Effects of focused ion beam induced damage on the plasticity of micropillars

The hardening effects of focused ion beam (FIB) induced damage produced during the fabrication of micropillars are examined by introducing a surface layer of nanosized obstacles into a dislocation dynamics simulation. The influence of the depth and strength of the obstacles as a function of pillar diameter is assessed parametrically. We show that for a selected set of sample sizes between 0.5 and $1.0\mu \text{m}$, the flow strength can increase by $10–20\%$, for an obstacle strength of 750 MPa, and damage depth of 100 nm. On the other hand, for sizes larger and smaller than this range, the effect of damage is negligible.
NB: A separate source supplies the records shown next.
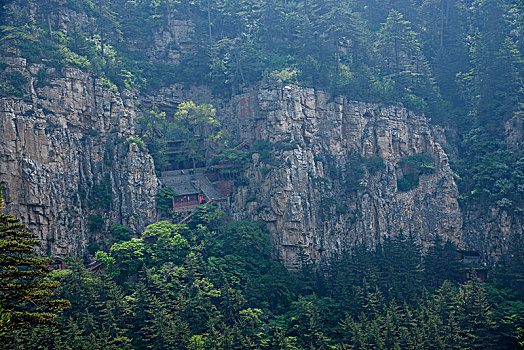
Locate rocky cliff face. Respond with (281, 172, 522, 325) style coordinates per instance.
(0, 57, 157, 256)
(227, 86, 463, 268)
(2, 0, 520, 267)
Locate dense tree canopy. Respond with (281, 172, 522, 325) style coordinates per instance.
(0, 204, 522, 349)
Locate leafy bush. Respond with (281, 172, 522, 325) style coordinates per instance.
(126, 136, 146, 151)
(87, 241, 100, 255)
(269, 68, 299, 85)
(0, 71, 28, 98)
(36, 67, 48, 87)
(344, 159, 366, 192)
(234, 176, 249, 187)
(215, 148, 250, 168)
(397, 153, 435, 192)
(398, 153, 434, 170)
(109, 224, 131, 242)
(274, 139, 299, 151)
(320, 197, 336, 208)
(87, 214, 104, 232)
(89, 174, 112, 210)
(156, 187, 177, 211)
(336, 205, 348, 214)
(250, 139, 273, 161)
(312, 177, 329, 185)
(397, 173, 419, 192)
(365, 156, 385, 174)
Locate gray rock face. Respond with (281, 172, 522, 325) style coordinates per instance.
(462, 207, 523, 267)
(0, 57, 157, 257)
(0, 51, 519, 267)
(148, 17, 195, 64)
(227, 86, 463, 268)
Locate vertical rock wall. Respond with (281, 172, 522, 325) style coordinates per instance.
(227, 86, 463, 268)
(0, 57, 158, 256)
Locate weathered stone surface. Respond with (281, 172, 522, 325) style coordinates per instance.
(228, 86, 463, 269)
(0, 58, 157, 257)
(463, 207, 523, 267)
(148, 17, 195, 64)
(0, 51, 520, 268)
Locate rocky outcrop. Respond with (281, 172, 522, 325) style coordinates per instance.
(228, 86, 463, 269)
(462, 208, 522, 267)
(0, 57, 157, 257)
(148, 18, 195, 64)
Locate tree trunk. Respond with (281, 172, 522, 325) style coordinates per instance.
(47, 13, 53, 41)
(166, 0, 171, 27)
(335, 40, 340, 74)
(207, 0, 213, 43)
(100, 32, 104, 59)
(394, 38, 399, 73)
(237, 56, 245, 85)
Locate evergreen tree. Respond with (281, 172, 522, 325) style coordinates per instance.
(494, 233, 524, 299)
(424, 236, 462, 287)
(456, 278, 499, 349)
(0, 185, 70, 330)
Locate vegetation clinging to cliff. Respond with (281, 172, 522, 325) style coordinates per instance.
(1, 0, 521, 210)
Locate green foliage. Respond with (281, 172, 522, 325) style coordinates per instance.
(109, 224, 130, 243)
(397, 153, 435, 192)
(453, 127, 524, 209)
(269, 68, 300, 85)
(136, 108, 168, 171)
(250, 139, 274, 162)
(398, 153, 435, 170)
(336, 205, 348, 215)
(0, 71, 28, 98)
(214, 148, 250, 169)
(424, 236, 462, 288)
(125, 136, 145, 151)
(494, 233, 524, 300)
(320, 197, 337, 209)
(87, 214, 104, 232)
(344, 158, 366, 192)
(312, 177, 329, 185)
(87, 241, 100, 256)
(397, 173, 419, 192)
(0, 0, 522, 347)
(35, 67, 48, 88)
(365, 156, 386, 174)
(233, 176, 249, 187)
(0, 187, 70, 330)
(155, 187, 177, 211)
(88, 173, 112, 210)
(274, 139, 299, 151)
(1, 201, 522, 348)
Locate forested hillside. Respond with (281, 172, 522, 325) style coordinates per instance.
(1, 204, 524, 349)
(0, 0, 523, 348)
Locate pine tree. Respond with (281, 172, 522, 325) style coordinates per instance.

Results show that the obstacles formed during the FIB milling may be expected to alter the microstructure of micropillars, however, they have a negligible effect on the observed size-strength scaling laws.

Figure 1

(Color online) Microstructure of a $D=0.75\mu \text{m}$ micropillar at 0.17% strain. (a) No damage layer. (b) Damage layer depth $t=100\text{nm}$ and precipitate strength of ${\sigma }_p=750\text{MPa}$ is used. The precipitates are not plotted for clarity. The numbers encircled reference the same dislocations in both simulations.

Figure 2

(Color online) Dislocation density versus strain for a $D=0.75\mu \text{m}$ micropillar having two precipitate strengths: (a) ${\sigma }_p=500\text{MPa}$ and (b) ${\sigma }_p=750\text{MPa}$. Both cases produce an initial increase in dislocation density, however this density persists into the steady-state regime for the larger precipitate strength.

Figure 3

(Color online) The average percentage change in the computed flow strength, for different micropillar sizes and precipitate layer depth. (a) ${\sigma }_p=500\text{MPa}$; (b) ${\sigma }_p=750\text{MPa}$. The error bars are the standard deviation of the simulated results from the average and the solid lines represent the best fit for each damage depth.

Figure 4

(Color online) A comparison of the flow strength at 0.5% strain versus micropillar size, showing results from simulations with no damage layer (Ref. 25), and the current simulation results with a layer of precipitates having strength 500 and 750 MPa. Results for all three layer depths are included.